I agree to an extent. But Hawaii is a once or twice lifetime trip for the average east coast person. (Or at minimum once a twice every 10 years). So there is no reason for any east coaster to own there IMO.
If it's a nice destination that many east coasters can drive to and year around potential I think it could do well. Like the Florida Keys, New York City etc..
The Florida Keys are not a very target-rich environment. There aren't many timeshares there DVC could acquire, and building new projects in the Keys is really difficult and really expensive. Southwest Florida, from the Tampa Bay area down to Marco Island, might be possible (and better than the Keys).
But I think there is a BIG question how well DVC can compete with the larger companies like Hilton, Marriott, Sheraton (Starwood), and Wyndham in venues away from WDW. Those companies have a wide variety of resorts, in both urban and vacation destinations, and that makes them tough to go up against.
Nobody beats DVC for WDW; but when you don't have that unique WDW onsite advantage, it's hard to compete with only 12 resorts vs 100 or more.

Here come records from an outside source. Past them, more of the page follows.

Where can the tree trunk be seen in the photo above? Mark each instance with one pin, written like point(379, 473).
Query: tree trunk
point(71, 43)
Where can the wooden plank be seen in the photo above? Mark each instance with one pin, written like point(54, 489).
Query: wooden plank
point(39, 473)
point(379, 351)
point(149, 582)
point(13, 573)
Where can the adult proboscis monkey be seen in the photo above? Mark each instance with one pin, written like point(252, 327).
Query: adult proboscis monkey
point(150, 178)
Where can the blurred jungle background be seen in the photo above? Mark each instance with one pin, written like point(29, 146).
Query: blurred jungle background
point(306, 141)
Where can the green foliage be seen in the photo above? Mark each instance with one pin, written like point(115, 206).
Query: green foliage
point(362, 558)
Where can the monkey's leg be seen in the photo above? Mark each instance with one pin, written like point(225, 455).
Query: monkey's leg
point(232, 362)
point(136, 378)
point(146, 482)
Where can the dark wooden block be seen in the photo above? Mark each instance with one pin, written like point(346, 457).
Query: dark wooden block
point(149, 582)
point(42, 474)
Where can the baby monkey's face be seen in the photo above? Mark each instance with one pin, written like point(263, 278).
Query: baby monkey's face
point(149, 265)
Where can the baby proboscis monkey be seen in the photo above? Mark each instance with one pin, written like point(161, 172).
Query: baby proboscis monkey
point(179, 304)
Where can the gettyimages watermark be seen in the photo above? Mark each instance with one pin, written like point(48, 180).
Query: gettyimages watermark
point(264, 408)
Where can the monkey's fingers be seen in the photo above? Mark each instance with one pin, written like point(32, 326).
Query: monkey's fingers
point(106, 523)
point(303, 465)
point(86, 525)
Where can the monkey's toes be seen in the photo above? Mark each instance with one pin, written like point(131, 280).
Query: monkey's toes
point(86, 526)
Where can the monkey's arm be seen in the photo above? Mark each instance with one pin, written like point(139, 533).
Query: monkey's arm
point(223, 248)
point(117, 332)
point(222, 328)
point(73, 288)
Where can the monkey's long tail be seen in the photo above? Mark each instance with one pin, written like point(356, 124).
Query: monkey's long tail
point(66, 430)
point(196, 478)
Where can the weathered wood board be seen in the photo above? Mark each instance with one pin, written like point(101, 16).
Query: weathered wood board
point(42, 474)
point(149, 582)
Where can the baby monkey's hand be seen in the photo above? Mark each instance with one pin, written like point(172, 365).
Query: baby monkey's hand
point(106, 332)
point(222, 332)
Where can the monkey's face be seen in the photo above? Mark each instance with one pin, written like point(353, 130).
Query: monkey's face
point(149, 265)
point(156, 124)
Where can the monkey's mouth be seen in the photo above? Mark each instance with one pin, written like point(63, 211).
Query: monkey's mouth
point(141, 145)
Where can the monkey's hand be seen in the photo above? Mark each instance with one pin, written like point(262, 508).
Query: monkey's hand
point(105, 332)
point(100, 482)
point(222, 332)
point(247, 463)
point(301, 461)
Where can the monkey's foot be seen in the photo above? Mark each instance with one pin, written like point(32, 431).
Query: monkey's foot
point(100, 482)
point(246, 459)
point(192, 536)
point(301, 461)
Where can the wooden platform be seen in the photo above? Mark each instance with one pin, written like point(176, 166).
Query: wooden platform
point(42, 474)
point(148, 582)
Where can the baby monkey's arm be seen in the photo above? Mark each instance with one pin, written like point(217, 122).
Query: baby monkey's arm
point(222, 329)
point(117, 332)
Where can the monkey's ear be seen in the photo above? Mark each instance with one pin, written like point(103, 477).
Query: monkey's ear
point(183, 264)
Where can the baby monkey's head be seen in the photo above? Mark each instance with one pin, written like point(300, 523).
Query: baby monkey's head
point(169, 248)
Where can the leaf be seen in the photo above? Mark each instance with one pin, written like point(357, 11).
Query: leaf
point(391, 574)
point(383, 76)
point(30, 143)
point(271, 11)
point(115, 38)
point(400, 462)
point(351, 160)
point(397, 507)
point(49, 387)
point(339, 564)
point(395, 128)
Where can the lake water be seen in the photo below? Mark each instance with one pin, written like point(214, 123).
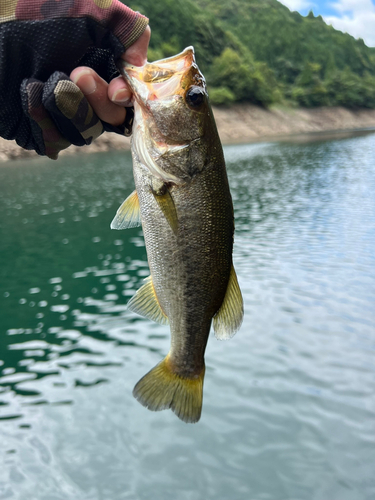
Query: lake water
point(289, 402)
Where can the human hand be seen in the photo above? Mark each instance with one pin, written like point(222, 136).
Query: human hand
point(40, 106)
point(110, 100)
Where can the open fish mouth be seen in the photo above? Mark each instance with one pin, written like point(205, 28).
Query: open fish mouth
point(160, 87)
point(163, 79)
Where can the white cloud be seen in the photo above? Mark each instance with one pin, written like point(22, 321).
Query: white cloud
point(357, 18)
point(297, 4)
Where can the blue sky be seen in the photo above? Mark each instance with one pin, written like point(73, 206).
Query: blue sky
point(356, 17)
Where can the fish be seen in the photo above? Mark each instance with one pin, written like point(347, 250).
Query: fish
point(183, 202)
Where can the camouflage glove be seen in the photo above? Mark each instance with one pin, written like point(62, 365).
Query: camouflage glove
point(41, 42)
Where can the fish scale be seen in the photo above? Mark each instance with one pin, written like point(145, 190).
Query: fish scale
point(183, 202)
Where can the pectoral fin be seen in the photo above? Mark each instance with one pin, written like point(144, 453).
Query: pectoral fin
point(165, 201)
point(146, 304)
point(128, 215)
point(228, 319)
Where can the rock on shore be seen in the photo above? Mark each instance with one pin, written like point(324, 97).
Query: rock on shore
point(239, 123)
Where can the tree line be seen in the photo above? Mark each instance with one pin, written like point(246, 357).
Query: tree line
point(258, 51)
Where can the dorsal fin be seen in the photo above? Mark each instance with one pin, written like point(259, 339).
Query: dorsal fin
point(228, 319)
point(146, 304)
point(128, 215)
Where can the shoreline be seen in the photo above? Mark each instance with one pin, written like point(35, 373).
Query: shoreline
point(244, 124)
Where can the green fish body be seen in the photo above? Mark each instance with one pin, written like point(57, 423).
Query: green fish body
point(183, 201)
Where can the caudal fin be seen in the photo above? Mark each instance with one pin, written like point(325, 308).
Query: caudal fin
point(161, 389)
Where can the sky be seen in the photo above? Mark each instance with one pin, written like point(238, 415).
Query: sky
point(356, 17)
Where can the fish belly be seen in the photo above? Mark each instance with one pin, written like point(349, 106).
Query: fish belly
point(190, 268)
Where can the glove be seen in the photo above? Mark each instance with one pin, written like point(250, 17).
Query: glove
point(41, 42)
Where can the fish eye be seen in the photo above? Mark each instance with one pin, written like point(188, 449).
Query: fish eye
point(195, 97)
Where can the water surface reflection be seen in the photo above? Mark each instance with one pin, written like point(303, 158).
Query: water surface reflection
point(289, 401)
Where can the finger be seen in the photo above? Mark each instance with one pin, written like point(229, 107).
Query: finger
point(95, 89)
point(137, 53)
point(119, 92)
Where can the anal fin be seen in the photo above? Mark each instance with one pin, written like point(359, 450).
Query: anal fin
point(229, 317)
point(128, 215)
point(146, 304)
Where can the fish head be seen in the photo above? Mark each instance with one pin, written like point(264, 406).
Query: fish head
point(173, 121)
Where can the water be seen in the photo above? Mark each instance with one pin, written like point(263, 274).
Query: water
point(289, 402)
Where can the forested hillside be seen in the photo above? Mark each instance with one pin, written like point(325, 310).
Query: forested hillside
point(261, 52)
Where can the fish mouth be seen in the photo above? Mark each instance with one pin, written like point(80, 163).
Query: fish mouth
point(165, 81)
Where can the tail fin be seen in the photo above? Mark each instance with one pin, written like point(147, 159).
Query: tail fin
point(161, 389)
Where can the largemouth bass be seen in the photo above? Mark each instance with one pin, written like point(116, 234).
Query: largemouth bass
point(183, 202)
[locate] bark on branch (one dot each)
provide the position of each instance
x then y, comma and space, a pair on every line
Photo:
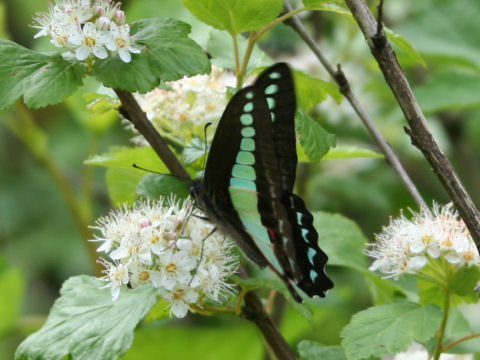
253, 309
419, 132
339, 77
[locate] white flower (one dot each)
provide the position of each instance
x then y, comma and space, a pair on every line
90, 41
85, 27
418, 352
191, 101
160, 244
116, 275
406, 245
120, 42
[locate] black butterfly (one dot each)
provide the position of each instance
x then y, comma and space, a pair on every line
248, 184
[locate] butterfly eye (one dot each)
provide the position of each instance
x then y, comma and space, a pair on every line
248, 107
246, 119
271, 103
274, 75
271, 89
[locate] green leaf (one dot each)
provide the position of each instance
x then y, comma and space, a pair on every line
122, 185
11, 296
84, 323
341, 239
403, 44
349, 152
462, 287
220, 47
382, 290
313, 138
310, 90
446, 32
153, 186
42, 79
238, 341
450, 90
169, 54
312, 350
277, 285
235, 16
195, 150
389, 328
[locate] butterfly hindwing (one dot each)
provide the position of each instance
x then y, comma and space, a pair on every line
249, 178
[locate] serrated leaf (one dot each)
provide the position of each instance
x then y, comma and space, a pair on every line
462, 287
389, 329
349, 152
12, 285
195, 149
220, 47
341, 239
312, 350
42, 79
235, 16
313, 138
277, 285
311, 90
153, 186
84, 323
405, 45
169, 54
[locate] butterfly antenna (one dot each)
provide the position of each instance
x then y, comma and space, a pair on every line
206, 146
159, 173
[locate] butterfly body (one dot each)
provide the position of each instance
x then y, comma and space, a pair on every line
248, 184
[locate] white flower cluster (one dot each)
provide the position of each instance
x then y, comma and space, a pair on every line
192, 100
417, 352
162, 245
406, 245
87, 28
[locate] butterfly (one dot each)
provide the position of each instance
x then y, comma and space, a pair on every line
248, 182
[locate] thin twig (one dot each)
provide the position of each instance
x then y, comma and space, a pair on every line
419, 132
253, 309
137, 117
342, 82
458, 341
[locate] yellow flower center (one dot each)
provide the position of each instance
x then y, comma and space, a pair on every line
90, 42
144, 275
179, 294
171, 267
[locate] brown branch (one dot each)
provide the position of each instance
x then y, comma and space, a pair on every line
419, 133
253, 309
132, 111
344, 87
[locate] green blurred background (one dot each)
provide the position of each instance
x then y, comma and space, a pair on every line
41, 246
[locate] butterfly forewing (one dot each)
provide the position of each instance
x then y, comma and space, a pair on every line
249, 180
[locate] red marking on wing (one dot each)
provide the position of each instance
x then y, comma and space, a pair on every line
271, 232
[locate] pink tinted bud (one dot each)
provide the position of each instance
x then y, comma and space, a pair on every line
98, 10
119, 17
145, 222
102, 23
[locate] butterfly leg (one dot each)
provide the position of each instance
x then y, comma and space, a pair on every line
287, 282
201, 253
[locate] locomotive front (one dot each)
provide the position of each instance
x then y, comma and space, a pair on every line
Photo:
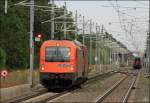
57, 64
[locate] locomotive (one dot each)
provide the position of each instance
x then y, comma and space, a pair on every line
63, 63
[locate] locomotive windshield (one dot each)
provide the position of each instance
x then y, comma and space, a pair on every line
57, 54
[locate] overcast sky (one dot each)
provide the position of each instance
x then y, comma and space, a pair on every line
132, 18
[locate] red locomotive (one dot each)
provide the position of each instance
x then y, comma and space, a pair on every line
63, 63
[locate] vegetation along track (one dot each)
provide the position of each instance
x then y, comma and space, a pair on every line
44, 95
120, 91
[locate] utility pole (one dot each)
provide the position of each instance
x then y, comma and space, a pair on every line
52, 19
76, 29
96, 48
6, 6
83, 30
90, 42
65, 12
102, 30
31, 42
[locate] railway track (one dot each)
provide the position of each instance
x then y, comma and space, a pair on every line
43, 95
109, 95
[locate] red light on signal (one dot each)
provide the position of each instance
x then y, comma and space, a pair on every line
39, 35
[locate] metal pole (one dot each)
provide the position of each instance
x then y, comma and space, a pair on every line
31, 42
52, 19
76, 20
6, 5
96, 51
65, 36
83, 31
90, 42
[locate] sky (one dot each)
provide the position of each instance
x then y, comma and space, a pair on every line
127, 21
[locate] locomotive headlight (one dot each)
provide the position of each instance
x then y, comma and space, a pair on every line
72, 68
42, 66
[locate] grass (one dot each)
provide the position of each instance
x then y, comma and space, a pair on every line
18, 77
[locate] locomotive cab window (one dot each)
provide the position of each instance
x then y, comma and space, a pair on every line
57, 54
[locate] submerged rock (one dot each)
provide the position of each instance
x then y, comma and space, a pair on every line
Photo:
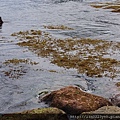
74, 101
38, 114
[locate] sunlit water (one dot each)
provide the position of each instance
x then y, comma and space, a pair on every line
21, 94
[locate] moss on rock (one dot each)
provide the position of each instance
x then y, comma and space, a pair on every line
37, 114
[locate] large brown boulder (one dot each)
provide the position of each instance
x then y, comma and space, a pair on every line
50, 113
74, 101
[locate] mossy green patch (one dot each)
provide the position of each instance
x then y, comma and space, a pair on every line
88, 56
16, 68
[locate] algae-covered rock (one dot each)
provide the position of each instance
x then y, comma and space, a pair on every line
37, 114
74, 101
116, 100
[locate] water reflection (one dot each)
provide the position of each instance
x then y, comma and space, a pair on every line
1, 22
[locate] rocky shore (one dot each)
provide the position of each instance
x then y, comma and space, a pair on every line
66, 103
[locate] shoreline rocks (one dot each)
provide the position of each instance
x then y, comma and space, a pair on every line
50, 113
74, 101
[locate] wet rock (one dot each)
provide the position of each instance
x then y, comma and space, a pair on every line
74, 101
38, 114
116, 100
1, 22
106, 110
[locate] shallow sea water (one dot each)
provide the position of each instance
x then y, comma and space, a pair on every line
22, 93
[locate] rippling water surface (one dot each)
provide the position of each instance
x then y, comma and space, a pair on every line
21, 94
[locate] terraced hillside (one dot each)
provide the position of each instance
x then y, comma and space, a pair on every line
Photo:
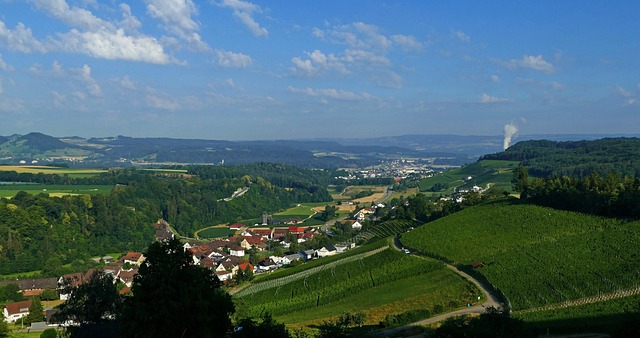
383, 282
537, 256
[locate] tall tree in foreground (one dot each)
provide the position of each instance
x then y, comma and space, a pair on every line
96, 301
174, 298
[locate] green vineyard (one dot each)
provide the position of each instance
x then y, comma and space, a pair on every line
537, 256
364, 282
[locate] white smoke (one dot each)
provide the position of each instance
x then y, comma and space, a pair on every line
510, 131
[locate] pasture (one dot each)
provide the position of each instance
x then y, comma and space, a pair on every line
10, 190
536, 256
71, 172
383, 282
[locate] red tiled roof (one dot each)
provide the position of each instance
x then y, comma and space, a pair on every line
18, 307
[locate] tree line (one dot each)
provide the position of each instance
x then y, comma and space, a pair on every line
40, 232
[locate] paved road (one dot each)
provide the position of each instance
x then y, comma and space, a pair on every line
491, 301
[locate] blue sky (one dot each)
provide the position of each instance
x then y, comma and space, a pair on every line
241, 70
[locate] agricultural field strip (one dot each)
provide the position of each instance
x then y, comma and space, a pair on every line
329, 287
600, 251
303, 274
635, 291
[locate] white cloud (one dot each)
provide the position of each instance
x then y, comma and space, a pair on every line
318, 62
531, 62
460, 35
92, 85
71, 15
485, 98
20, 39
176, 16
364, 56
331, 93
230, 59
243, 11
407, 42
114, 46
155, 101
630, 97
4, 66
125, 82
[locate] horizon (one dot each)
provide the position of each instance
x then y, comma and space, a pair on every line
252, 70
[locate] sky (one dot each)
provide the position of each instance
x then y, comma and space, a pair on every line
259, 70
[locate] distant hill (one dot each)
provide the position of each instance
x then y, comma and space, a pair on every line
575, 158
43, 142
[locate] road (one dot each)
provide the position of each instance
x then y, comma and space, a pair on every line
491, 301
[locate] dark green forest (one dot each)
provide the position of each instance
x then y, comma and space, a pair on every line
42, 232
575, 158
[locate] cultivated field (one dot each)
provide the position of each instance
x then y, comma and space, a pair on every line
537, 256
386, 282
72, 172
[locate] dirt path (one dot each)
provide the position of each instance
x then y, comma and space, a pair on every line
491, 301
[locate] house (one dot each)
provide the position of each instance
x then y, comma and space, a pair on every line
355, 224
236, 226
133, 258
294, 257
126, 276
33, 287
72, 281
224, 275
14, 311
342, 247
236, 250
325, 251
308, 254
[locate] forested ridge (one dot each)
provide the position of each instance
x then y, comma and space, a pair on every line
575, 158
43, 232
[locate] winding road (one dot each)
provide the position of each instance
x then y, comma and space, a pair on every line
491, 301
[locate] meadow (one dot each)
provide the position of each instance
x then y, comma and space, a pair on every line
10, 190
536, 256
385, 282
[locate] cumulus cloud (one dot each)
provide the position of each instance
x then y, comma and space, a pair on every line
20, 39
629, 96
114, 46
485, 98
406, 42
360, 35
231, 59
164, 103
74, 76
530, 62
331, 93
90, 35
4, 66
460, 35
177, 18
318, 62
244, 11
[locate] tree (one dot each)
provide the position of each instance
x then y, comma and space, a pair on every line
174, 298
96, 301
49, 333
268, 327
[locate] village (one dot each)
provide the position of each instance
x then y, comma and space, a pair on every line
234, 260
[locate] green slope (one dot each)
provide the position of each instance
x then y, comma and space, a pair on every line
536, 256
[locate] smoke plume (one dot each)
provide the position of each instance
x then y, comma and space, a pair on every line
510, 130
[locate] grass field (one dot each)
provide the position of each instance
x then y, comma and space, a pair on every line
72, 172
494, 172
10, 190
537, 256
387, 282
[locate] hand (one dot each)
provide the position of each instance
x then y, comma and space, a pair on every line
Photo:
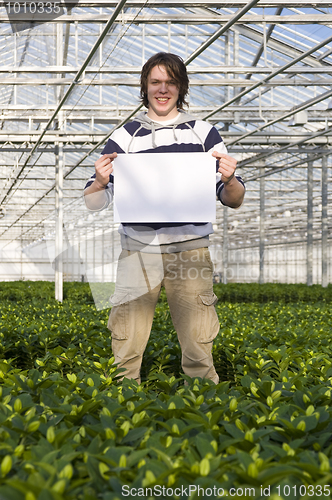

DVC didn't do well at Vero Beach, and only built part of what they'd planned. I'm not sure how they've done at Hilton Head, compared to others or to their own internal metrics. VGF is a very small property. And Aulani has bombed, apparently. (And I'm not sure about this, but I think the Marriott next door to Aulani bombed as well and was sold by Marriott.)
You may also remember that DVC considered building a resort at National Harbour, just outside D.C., and then decided against it. For DVC's family demographic, Washington would seem to be an ideal location -- great place to take the kids other than WDW. But they didn't jump in. Wyndham did and is doing well, and it's certainly possible that Wyndham is why DVC bailed out.
To me, the opportunities for DVC are mostly expansions at WDW and DL.